As a news organization, we argue for truth, however painful. The police post mugshots on their website of the traffickers and those caught paying for sex. We would like to see links to that slide show all over social media.
If there is anything that terrifies sex criminals more, it’s for people to know the truth about their predatory behavior. You see proof of that in the millions paid out by wealthy men to silence their victims.
Not only does showing their faces hold them accountable, but also warns the community, especially those who innocently trust and admire these bad actors. Let the risk of being socially ostracized, suffering broken friendships, families and destroyed careers hang in their minds when they make the decision to abuse a victim forced into the sex trade.
That’s not to say the law is merciless. First-time offenders caught attempting to pay for sex have an opportunity, with a guilty plea, to pay $500 for a series of classes to educate themselves. Bear in mind that just because this is their first time getting caught, that doesn’t mean it’s their first time as an abuser. They may be ignorant, but most know how to avoid capture.
This successful program has been used in Fresno for 20 years and the recidivism is low – about 6 percent, according to the police department.
Prevention is key
There is much more work to be done to draw blood from the sex trafficking cartel here, primarily in prevention. Most of the resources are going to programs that deal with consequences only after the victims have been traumatized, often for life.
It is far more cost effective to intervene with people at high risk of being victims or perpetrators before they harm others or become victims themselves. That is a deep discussion we will have another day.
For now, all those involved in stopping the scourge say education is key. Experts say children should be taught to be wary of the sex trade at least by middle school, if not before. School officials and community members need to remember that children need a real-time education that prepares them for the world they are growing up in now, not the world their parents or grandparents grew up in yesterday.

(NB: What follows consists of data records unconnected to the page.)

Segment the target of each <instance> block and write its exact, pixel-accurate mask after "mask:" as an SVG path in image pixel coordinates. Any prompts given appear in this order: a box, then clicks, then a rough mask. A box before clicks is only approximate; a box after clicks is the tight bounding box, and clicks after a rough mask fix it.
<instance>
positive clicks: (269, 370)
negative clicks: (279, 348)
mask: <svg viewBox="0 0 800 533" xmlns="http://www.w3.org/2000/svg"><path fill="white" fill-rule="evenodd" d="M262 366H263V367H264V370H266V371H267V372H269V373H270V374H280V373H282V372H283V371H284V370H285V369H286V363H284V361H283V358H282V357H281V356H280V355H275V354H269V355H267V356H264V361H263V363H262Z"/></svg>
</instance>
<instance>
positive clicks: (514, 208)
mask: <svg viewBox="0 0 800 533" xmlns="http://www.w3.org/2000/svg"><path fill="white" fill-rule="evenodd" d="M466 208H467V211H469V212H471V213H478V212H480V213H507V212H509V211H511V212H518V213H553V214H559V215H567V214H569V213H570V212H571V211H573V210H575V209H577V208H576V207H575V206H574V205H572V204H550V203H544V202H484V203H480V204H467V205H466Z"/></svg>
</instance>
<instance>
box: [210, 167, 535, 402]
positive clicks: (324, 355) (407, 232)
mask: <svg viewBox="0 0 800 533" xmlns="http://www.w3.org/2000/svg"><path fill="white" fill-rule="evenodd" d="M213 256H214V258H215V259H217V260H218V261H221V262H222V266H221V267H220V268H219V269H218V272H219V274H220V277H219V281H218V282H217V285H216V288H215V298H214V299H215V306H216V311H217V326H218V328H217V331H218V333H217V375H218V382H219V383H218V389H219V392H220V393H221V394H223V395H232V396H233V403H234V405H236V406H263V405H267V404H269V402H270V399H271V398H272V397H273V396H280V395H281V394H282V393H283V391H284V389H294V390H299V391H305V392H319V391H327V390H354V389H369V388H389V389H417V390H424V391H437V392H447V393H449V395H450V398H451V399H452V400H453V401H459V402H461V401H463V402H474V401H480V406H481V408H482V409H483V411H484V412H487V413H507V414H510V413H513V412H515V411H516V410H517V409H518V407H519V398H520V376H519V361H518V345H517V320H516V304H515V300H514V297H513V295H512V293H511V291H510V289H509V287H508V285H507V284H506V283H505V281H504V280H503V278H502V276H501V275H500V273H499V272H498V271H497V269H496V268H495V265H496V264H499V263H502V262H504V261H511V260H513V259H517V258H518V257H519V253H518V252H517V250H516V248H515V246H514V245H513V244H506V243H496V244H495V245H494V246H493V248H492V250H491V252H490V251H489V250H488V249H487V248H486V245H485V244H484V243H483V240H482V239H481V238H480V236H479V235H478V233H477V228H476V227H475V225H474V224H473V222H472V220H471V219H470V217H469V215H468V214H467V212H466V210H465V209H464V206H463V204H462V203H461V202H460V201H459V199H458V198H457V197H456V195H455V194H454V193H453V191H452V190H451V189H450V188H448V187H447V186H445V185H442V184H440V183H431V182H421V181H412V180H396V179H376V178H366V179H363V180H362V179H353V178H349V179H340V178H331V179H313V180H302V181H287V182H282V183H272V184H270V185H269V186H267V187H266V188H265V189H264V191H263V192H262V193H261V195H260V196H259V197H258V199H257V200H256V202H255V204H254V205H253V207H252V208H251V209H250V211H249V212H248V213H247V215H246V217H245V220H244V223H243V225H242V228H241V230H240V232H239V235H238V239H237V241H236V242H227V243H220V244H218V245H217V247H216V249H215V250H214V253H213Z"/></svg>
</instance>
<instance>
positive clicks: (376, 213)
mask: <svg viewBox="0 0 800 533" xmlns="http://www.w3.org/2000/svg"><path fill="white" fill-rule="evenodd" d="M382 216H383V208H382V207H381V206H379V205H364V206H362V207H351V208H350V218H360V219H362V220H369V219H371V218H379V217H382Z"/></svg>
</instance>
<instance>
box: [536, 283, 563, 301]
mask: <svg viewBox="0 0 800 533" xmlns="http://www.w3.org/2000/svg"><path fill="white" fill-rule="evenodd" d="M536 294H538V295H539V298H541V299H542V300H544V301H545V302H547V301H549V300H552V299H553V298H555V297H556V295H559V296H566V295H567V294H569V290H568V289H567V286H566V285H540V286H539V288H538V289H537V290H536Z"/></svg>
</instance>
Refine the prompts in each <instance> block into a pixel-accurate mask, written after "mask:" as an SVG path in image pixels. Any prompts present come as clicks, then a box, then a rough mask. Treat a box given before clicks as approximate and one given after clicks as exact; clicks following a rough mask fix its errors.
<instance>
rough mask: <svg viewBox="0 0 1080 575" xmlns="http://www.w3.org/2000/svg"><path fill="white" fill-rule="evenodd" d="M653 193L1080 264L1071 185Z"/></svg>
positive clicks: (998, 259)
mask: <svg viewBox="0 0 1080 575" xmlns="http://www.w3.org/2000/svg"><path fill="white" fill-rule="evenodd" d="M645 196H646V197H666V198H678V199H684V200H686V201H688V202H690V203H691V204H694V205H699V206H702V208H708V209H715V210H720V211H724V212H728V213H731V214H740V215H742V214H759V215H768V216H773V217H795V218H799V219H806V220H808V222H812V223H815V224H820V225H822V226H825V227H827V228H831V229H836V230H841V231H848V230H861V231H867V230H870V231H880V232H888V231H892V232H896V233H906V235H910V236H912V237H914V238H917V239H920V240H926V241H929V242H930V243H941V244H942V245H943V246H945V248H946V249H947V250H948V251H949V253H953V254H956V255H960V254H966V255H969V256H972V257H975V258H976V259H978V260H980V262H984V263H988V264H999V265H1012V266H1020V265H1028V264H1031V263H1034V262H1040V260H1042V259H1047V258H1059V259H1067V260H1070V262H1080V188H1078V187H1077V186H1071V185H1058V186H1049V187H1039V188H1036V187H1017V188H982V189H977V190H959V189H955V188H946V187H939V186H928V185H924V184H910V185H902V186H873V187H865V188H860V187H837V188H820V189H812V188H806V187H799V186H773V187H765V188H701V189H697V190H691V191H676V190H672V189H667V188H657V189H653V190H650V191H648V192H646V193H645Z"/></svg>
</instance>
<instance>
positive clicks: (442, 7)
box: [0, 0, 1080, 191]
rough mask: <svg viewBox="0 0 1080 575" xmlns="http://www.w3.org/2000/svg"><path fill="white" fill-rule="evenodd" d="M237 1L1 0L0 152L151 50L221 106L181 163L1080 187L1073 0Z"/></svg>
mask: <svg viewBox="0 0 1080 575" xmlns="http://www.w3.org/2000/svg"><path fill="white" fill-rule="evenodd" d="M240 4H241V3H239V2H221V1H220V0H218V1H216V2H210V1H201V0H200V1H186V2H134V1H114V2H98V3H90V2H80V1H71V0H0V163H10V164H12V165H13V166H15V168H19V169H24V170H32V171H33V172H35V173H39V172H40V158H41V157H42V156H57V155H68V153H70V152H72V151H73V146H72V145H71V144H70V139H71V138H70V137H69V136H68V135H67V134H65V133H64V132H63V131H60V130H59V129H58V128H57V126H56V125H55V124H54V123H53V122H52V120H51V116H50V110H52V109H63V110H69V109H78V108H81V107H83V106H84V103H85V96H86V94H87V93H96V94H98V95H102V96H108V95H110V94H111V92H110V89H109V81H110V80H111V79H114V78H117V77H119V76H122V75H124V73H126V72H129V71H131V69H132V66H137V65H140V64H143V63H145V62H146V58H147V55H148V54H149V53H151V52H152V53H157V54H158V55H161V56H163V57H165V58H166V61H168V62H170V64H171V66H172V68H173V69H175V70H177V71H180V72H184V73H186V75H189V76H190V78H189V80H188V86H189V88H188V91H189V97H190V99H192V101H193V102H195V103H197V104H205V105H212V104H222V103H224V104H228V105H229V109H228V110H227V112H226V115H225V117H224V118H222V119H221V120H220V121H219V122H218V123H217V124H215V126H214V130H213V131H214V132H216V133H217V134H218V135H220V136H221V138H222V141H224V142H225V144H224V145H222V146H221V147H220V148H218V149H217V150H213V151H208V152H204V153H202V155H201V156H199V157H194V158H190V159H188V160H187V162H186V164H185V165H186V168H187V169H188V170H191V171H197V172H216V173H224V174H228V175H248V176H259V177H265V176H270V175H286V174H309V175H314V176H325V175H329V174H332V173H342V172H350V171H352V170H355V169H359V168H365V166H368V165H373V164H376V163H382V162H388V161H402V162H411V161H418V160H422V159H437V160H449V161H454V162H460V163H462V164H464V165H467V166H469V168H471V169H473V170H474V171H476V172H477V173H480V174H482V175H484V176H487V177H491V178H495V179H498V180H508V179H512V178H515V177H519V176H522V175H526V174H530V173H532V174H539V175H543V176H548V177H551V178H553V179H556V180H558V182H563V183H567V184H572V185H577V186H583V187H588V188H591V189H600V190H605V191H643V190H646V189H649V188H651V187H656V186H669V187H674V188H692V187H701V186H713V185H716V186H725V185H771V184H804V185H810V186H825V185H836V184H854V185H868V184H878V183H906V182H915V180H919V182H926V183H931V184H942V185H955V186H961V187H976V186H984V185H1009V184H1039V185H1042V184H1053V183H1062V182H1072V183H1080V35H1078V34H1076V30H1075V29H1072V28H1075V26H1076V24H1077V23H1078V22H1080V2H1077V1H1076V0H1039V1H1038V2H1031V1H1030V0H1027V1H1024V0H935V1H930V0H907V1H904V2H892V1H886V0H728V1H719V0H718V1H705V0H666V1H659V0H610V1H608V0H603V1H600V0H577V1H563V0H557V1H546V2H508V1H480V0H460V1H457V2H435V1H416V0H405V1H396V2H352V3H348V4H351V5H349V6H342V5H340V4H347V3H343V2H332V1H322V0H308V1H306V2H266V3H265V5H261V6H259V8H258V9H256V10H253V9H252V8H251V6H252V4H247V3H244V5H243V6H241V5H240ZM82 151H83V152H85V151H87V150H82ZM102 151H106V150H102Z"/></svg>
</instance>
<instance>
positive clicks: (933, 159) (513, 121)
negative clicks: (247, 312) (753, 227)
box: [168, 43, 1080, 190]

For parents who want to start teaching their children, lesson plans for all ages are provided on the website of the Center for Missing and Exploited Children, missingkids.com.
Fresno also needs to learn to become a city of engaged bystanders. If you see something, say something.
Much needs to change if sex traffickers are to hear the roar from the pack that the free ride in Fresno is over. Mama Bear and Papa Bear are guarding baby bear. They have friends. And they have teeth.
WHERE TO FIND HELP
National Human Trafficking Hotline: 1-888-373-7888
This number can be used to report anyone in need of assistance and does not require the caller to contact law enforcement.